Il sonno della ragione produce mostri; quello dei Disturbed, anche. Archiviati i Device di David Draiman, l'incubo stavolta è firmato Dan Donegan e Mike Wengren, e ha le inquietanti fattezze di una fiera della retorica rock: la goffaggine con cui "A Life By Design?" tenta di sedurre l'airplay radiofonico, infatti, risulterebbe imbarazzante persino per un manipolo di esordienti assoluti - figuriamoci se a impastare banalità post-grunge e alternative rock alla maniera dei Breaking Benjamin sono le stesse mani da cui, tredici anni fa, è scaturito un disco del calibro di "The Sickness".
Ma quel che è peggio, e che precipita irrimediabilmente i Fight Or Flight nella mediocrità, non è nemmeno il loro disperato desiderio di placare la fame di rock mainstream nel mondo: la vera colpevole di tanto sconforto è la prevedibilità di queste dodici tracce, ligie a una prescrizione - quella di dosare in parti uguali suoni aspri e melodie tenui - elevata a legge dai Nirvana, e caduta insieme a loro.
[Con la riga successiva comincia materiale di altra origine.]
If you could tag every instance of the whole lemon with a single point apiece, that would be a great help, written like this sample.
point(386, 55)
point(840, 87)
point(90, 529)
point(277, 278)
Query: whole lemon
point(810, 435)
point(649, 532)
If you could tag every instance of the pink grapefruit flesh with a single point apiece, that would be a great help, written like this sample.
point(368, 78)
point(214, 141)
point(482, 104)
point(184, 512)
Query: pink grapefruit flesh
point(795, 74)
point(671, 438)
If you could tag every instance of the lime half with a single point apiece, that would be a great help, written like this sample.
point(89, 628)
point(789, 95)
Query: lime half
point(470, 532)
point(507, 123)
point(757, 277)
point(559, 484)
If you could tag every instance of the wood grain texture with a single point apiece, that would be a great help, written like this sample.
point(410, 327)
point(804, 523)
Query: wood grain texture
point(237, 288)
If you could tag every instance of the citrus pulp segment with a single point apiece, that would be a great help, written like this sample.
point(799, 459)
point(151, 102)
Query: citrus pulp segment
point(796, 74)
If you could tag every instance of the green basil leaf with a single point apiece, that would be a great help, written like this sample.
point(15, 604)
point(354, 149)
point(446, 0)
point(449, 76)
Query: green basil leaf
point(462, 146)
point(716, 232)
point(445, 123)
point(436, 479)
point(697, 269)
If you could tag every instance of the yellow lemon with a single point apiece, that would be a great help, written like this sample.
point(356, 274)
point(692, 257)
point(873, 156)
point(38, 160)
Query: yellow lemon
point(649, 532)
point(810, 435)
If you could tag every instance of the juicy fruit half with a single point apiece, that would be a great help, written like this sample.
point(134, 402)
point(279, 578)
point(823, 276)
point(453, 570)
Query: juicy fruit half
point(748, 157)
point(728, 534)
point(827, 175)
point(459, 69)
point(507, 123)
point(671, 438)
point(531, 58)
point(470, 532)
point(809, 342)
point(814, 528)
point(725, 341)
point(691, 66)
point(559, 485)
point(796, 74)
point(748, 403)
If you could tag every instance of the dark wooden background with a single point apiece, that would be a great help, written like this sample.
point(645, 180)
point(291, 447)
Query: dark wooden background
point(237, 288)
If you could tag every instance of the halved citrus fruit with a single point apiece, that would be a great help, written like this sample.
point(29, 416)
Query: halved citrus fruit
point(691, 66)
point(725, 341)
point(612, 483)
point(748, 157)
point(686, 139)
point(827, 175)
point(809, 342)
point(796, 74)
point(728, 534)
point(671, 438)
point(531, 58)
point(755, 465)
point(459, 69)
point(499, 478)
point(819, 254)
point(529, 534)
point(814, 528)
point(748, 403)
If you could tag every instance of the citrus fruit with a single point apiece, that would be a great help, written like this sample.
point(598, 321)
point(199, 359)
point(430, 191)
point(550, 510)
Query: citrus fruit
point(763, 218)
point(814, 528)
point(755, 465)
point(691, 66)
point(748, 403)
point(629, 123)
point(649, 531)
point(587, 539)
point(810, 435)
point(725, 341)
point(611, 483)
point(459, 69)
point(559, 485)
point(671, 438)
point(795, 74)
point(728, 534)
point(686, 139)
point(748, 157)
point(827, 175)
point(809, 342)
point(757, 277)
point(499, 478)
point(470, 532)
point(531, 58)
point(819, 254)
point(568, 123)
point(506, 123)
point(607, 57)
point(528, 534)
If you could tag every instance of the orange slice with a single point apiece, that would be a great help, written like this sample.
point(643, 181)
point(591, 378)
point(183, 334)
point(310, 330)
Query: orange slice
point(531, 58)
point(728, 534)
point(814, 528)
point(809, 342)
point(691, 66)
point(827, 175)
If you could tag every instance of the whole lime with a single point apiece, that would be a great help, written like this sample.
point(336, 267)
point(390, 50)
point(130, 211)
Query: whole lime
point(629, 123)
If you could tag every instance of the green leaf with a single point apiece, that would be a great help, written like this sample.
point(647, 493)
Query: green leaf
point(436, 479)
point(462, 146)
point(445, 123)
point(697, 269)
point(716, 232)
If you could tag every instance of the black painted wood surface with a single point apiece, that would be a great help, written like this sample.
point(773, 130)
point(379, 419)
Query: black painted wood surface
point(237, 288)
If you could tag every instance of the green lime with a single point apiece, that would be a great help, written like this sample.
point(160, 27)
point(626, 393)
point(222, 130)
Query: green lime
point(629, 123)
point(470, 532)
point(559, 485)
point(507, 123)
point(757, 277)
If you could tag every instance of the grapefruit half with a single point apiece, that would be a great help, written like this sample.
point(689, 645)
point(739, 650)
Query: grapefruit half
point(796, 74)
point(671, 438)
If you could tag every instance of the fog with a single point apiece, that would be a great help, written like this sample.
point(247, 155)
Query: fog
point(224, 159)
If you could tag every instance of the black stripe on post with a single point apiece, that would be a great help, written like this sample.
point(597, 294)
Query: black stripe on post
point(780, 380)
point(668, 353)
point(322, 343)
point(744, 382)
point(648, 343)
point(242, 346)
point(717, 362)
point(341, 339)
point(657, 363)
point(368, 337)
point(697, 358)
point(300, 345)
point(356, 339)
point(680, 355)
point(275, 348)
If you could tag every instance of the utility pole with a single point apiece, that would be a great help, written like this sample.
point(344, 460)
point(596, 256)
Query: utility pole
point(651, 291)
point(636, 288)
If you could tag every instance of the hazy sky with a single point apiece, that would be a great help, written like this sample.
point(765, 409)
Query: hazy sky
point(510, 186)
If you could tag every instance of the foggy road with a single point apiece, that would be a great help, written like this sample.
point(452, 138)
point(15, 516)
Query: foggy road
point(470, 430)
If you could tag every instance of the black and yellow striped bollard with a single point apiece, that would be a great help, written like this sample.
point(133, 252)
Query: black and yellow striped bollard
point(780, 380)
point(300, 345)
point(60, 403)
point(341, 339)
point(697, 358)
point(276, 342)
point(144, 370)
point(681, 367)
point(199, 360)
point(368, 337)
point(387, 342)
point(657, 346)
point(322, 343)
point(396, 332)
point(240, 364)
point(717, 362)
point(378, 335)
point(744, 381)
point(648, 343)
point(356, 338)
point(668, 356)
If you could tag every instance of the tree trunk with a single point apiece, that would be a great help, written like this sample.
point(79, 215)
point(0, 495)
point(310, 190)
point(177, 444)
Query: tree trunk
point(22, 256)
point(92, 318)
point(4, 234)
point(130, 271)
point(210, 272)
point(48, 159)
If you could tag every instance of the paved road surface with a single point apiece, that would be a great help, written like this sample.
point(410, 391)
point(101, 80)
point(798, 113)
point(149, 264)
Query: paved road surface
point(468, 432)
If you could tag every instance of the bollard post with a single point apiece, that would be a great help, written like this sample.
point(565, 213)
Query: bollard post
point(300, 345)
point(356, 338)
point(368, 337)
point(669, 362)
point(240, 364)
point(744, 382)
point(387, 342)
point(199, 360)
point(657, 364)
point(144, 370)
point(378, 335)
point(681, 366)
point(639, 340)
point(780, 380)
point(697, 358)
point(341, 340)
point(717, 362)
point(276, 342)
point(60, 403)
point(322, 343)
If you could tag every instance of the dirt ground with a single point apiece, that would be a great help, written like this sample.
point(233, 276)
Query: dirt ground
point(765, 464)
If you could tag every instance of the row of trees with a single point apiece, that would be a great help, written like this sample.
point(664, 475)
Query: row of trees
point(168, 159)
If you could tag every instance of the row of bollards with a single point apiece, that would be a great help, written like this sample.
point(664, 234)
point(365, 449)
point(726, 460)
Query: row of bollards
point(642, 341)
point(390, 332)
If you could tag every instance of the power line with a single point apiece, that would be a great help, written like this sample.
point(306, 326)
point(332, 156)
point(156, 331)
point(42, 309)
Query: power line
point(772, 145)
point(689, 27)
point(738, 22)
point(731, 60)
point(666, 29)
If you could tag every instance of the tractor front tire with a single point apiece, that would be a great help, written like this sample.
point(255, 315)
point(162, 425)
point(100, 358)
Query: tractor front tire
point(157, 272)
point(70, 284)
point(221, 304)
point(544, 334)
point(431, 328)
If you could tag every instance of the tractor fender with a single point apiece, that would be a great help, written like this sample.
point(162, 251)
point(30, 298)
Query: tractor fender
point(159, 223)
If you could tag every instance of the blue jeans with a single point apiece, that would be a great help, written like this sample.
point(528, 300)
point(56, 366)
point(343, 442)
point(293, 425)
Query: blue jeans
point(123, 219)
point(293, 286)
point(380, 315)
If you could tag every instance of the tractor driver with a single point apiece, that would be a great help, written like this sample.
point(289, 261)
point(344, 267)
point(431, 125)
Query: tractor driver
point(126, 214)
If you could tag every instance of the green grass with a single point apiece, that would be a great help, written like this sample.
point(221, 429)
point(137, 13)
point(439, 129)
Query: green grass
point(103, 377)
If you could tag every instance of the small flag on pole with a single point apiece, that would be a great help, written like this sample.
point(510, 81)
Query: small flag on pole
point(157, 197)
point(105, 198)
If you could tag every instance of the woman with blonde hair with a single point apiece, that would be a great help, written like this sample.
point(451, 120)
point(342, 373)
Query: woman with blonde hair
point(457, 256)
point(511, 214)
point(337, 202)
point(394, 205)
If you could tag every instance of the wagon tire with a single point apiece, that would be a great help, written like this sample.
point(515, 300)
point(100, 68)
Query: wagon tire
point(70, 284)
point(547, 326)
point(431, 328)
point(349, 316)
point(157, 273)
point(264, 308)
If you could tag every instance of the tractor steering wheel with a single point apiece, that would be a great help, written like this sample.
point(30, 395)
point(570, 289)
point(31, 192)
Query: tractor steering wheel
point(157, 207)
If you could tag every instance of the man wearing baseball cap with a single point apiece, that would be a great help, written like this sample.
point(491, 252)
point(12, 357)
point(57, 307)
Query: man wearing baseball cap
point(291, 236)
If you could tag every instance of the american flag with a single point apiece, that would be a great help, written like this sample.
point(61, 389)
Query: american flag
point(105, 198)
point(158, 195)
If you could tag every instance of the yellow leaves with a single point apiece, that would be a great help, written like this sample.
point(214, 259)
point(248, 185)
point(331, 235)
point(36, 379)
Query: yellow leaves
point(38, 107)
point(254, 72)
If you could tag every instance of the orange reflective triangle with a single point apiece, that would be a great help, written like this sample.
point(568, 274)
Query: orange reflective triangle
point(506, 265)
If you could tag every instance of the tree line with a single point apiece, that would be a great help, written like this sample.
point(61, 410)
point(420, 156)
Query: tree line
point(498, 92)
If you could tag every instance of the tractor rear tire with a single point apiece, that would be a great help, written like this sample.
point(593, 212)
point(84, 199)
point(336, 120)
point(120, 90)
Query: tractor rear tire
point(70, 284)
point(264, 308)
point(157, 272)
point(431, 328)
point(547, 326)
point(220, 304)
Così, quelle che all'epoca sembravano esplosioni di rabbia incontrollata, violenta e autentica oggi appaiono soltanto frutti di sterili calcoli che, per di più, si spappolano in ritornelli immancabilmente blandi e tediosamente easy, perdendo - con l'unica possibile eccezione di "Leaving" - ogni chance di essere citate, notate o riascoltate; un brano vale l'altro e li compendia tutti, anche a causa di una voce, quella di Dan Chandler degli Evans Blue, spenta, smussata, davvero poco ispirata, incapace di spingersi oltre versi della bassezza di "If it hurts you to see / then keep your eyes closed".
Si salvi chi può, chi vuole, da questo rock smidollato, magari ricorrendo a dosi massicce di Shinedown e affini per fugare ogni sgradevole ricordo residuo e rimuovere il trauma della dissoluzione dei Disturbed; e preghiamo tutti affinché un giorno di questa opera prima si possa dire, con sollievo, che è stata anche l'ultima.